You will see that the rack mentioned for each of the hosts
in the test cluster is “/default-rack”. Which means Ambari (And HDFS and YARN)
thinks of this cluster inside a single rack i.e. default-rack. In other words,
it is not rack aware.
Now let us examine the configurations that will change after
we make the cluster rack-aware.
Steps to verify Rack Awareness:
1.Login to any node of your cluster. I am choosing
node2.
ssh root@node2
2.List the configuration files for rack awareness
and view the current mapping of the system:
ls –lrt /etc/hadoop/conf/topology*
cat /etc/hadoop/conf/toplogy_mappings.data
Qs: Why is node 2 not listed here?
Because node 2 does not contain a datanode.
3.As super user run the fsck and dfsadmin commands
su – hdfs
hdfs fsck –racks
hdfs dfsadmin –report
For showing the relevant entries I grepped “hdfs dfsadmin –report”
command. You will see that there is no rack information attached to the current
cluster
Steps to setup Rack Awareness through Ambari:
1.Log in to Ambari UI
2.Click on Hosts tab
3.Click on Individual hosts and then click on Host
actions:
4.Click on Set Rack in the host actions and set
the rack name (I choose two racks: rack1 and rack2). Then click ok.
5.Hit Back and go back to the Hosts page.
Similarly set rack names for the other
nodes in your cluster.
So far you do not need to restart any
components.
6.I have set up the following rack names for the different
nodes in my cluster:
7.Now go back to your dashboard and you will see
that HDFS and MapReduce2 services needs to be restarted
8.Restart those two services.
Wait for them to finish and your cluster is now Rack Aware
Steps to verify Rack Awareness:
1.On the same terminal view the current topology mapping
of the system:
cat /etc/hadoop/conf/toplogy_mappings.data
As you can see the racks are mapped as we intended through Ambari Admin console.

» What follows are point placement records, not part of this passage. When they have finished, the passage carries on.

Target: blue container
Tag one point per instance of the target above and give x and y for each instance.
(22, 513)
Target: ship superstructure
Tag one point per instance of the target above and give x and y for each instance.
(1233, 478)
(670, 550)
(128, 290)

2.As super user run the fsck and dfsadmin commands
su – hdfs
hdfs fsck –racks
hdfs dfsadmin –report
The report shows that Rack Awareness is in effect.
After making the changes as specified for rack awareness, the resource manager (resourcemanager:8088/cluster) still shows the rack as /default-rack. Is this expected? Why doesn't the resource manager show the correct rack information?
What about adding new host and assign it at the same time to a specific rack? I'd like to avoid the host (data node) and then have to set the rack and restart again. Is there a way via Ambari UI?